To output in the Animagine XL 3.1 format, it would be as follows (enter on a single line in practice):

```
python tag_images_by_wd14_tagger.py --onnx --repo_id SmilingWolf/wd-swinv2-tagger-v3 
    --batch_size 4  --remove_underscore --undesired_tags "PUT,YOUR,UNDESIRED,TAGS" --recursive 
    --use_rating_tags_as_last_tag --character_tags_first --character_tag_expand 
    --always_first_tags "1girl,1boy"  ..\train_data
```

## Available Repository IDs

[SmilingWolf's V2 and V3 models](https://huggingface.co/SmilingWolf) are available for use. Specify them in the format like `SmilingWolf/wd-vit-tagger-v3`. The default when omitted is `SmilingWolf/wd-v1-4-convnext-tagger-v2`.

# Options 

## General Options

- `--onnx`: Use ONNX for inference. If not specified, TensorFlow will be used. If using TensorFlow, please install TensorFlow separately. 
- `--batch_size`: Number of images to process at once. Default is 1. Adjust according to VRAM capacity.
- `--caption_extension`: File extension for caption files. Default is `.txt`.
- `--max_data_loader_n_workers`: Maximum number of workers for DataLoader. Specifying a value of 1 or more will use DataLoader to speed up image loading. If unspecified, DataLoader will not be used.
- `--thresh`: Confidence threshold for outputting tags. Default is 0.35. Lowering the value will assign more tags but accuracy will decrease. 
- `--general_threshold`: Confidence threshold for general tags. If omitted, same as `--thresh`.
- `--character_threshold`: Confidence threshold for character tags. If omitted, same as `--thresh`.
- `--recursive`: If specified, subfolders within the specified folder will also be processed recursively.
- `--append_tags`: Append tags to existing tag files.
- `--frequency_tags`: Output tag frequencies.  
- `--debug`: Debug mode.
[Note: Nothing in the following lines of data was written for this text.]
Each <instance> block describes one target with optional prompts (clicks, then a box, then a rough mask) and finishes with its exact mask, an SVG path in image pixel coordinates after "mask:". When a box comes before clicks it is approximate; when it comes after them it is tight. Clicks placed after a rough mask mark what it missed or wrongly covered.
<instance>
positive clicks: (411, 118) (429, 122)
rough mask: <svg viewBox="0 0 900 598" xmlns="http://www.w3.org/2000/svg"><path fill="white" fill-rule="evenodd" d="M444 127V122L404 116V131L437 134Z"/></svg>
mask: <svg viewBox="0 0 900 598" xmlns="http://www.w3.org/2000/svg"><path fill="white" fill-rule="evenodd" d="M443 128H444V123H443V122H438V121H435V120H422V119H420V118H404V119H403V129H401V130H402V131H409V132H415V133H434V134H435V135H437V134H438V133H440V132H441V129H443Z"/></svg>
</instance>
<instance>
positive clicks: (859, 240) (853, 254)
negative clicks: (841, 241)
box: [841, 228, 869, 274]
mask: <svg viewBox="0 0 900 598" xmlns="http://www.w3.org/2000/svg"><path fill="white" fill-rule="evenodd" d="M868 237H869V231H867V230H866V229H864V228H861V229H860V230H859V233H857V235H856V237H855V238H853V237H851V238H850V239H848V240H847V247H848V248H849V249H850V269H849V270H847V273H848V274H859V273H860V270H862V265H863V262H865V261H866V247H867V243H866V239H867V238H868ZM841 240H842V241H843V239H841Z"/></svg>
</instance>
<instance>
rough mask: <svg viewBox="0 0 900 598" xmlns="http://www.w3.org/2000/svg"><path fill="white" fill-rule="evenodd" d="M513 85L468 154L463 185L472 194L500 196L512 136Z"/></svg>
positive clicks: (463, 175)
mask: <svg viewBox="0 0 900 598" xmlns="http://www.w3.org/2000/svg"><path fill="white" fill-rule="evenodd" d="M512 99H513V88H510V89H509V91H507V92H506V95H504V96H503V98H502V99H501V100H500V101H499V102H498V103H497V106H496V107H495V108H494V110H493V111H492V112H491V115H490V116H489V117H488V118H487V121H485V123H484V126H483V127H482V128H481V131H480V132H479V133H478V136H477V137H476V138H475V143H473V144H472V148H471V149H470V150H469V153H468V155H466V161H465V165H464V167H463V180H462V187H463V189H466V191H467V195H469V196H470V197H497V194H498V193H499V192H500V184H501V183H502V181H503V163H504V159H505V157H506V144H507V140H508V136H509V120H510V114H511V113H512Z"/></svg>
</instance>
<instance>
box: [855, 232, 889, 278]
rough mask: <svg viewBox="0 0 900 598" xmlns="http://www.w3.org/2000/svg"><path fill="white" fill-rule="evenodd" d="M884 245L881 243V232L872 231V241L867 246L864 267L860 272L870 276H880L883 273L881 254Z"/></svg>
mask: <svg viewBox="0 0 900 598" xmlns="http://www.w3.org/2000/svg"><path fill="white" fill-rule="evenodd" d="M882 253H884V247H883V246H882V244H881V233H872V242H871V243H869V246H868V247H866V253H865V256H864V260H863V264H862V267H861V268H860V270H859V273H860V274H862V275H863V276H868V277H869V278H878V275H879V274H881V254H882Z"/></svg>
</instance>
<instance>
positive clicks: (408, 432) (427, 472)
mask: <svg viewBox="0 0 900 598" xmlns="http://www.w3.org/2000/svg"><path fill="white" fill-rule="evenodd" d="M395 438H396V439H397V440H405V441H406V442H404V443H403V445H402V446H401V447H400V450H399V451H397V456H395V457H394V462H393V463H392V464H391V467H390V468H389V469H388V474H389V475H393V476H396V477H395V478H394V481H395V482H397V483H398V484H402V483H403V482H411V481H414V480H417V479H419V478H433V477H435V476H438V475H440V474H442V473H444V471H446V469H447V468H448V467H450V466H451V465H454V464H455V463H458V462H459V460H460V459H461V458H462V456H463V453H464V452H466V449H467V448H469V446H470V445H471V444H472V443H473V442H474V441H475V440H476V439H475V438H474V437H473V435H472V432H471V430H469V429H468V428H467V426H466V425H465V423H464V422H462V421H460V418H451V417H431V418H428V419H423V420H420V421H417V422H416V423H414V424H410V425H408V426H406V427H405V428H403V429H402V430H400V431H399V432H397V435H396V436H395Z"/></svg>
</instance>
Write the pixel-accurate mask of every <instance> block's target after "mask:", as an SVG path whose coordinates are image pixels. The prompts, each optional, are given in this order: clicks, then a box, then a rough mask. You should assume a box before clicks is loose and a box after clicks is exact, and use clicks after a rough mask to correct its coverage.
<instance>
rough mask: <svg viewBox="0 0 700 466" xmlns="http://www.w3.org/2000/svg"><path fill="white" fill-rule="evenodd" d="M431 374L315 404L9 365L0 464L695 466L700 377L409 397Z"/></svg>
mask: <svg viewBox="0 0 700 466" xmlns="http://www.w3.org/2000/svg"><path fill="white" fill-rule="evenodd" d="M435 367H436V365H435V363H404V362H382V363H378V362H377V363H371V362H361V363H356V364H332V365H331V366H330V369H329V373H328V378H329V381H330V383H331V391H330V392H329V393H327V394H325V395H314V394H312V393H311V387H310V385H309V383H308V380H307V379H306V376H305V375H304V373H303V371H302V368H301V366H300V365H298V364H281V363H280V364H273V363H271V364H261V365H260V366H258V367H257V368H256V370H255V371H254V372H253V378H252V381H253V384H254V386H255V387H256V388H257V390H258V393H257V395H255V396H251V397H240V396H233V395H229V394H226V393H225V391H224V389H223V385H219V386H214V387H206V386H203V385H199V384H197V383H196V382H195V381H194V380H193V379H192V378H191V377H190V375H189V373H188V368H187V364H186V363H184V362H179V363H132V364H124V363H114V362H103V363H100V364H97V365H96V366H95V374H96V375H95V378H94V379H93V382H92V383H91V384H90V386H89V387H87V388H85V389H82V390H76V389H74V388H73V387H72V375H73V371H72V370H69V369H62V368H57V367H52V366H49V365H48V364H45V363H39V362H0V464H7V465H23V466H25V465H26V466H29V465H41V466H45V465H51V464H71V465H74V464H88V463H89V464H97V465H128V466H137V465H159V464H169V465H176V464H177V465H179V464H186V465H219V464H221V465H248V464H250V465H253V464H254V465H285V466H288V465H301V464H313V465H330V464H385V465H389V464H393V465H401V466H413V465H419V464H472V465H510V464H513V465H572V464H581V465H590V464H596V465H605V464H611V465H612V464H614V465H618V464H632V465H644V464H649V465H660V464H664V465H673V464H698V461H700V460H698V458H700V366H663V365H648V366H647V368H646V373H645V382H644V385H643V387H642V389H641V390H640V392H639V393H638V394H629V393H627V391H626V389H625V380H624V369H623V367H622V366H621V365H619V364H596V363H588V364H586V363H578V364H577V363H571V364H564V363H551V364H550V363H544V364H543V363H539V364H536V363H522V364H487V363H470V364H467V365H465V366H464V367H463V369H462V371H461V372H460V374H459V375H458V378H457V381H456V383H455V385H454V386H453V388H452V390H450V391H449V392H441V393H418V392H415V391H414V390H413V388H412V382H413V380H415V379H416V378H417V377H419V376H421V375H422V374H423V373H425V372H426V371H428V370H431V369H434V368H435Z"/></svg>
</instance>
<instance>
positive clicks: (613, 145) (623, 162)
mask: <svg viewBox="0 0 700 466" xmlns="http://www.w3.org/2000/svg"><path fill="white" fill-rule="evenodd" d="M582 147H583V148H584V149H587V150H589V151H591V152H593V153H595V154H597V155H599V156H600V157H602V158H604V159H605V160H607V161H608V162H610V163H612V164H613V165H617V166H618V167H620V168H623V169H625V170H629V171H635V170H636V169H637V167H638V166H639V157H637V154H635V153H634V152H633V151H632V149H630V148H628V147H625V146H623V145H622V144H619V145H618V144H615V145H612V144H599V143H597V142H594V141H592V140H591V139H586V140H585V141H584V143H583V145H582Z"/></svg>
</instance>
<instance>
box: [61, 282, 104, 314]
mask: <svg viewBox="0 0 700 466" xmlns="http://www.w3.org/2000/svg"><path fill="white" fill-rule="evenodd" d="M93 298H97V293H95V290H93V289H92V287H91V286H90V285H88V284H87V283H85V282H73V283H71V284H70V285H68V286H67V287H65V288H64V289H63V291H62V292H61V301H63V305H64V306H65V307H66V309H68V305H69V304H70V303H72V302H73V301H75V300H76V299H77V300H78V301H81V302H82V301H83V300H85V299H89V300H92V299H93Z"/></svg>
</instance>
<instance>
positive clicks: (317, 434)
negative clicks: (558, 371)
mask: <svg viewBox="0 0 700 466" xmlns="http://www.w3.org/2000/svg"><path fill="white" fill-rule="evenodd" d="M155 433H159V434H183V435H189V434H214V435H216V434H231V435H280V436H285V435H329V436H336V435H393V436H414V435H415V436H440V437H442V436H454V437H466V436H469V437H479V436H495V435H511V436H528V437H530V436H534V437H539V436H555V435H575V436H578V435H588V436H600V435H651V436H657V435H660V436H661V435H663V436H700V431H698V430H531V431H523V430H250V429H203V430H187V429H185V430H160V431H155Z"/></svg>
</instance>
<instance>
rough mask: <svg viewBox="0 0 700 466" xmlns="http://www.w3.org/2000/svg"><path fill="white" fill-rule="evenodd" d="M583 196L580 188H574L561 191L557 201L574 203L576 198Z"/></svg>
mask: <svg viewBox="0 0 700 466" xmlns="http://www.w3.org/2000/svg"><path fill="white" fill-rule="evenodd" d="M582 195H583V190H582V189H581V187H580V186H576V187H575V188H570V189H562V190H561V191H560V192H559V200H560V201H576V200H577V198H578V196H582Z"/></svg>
Outputs debug information if specified.

## Model Download

- `--model_dir`: Folder to save model files. Default is `wd14_tagger_model`.  
- `--force_download`: Re-download model files if specified.

## Tag Editing

- `--remove_underscore`: Remove underscores from output tags.
- `--undesired_tags`: Specify tags not to output. Multiple tags can be specified, separated by commas. For example, `black eyes,black hair`.
- `--use_rating_tags`: Output rating tags at the beginning of the tags.
- `--use_rating_tags_as_last_tag`: Add rating tags at the end of the tags.
- `--character_tags_first`: Output character tags first.
- `--character_tag_expand`: Expand character tag series names. For example, split the tag `chara_name_(series)` into `chara_name, series`.  
- `--always_first_tags`: Specify tags to always output first when a certain tag appears in an image. Multiple tags can be specified, separated by commas. For example, `1girl,1boy`.
- `--caption_separator`: Separate tags with this string in the output file. Default is `, `.
- `--tag_replacement`: Perform tag replacement. Specify in the format `tag1,tag2;tag3,tag4`. If using `,` and `;`, escape them with `\`. \
    For example, specify `aira tsubase,aira tsubase (uniform)` (when you want to train a specific costume), `aira tsubase,aira tsubase\, heir of shadows` (when the series name is not included in the tag).

When using `tag_replacement`, it is applied after `character_tag_expand`.

When specifying `remove_underscore`, specify `undesired_tags`, `always_first_tags`, and `tag_replacement` without including underscores.

When specifying `caption_separator`, separate `undesired_tags` and `always_first_tags` with `caption_separator`. Always separate `tag_replacement` with `,`.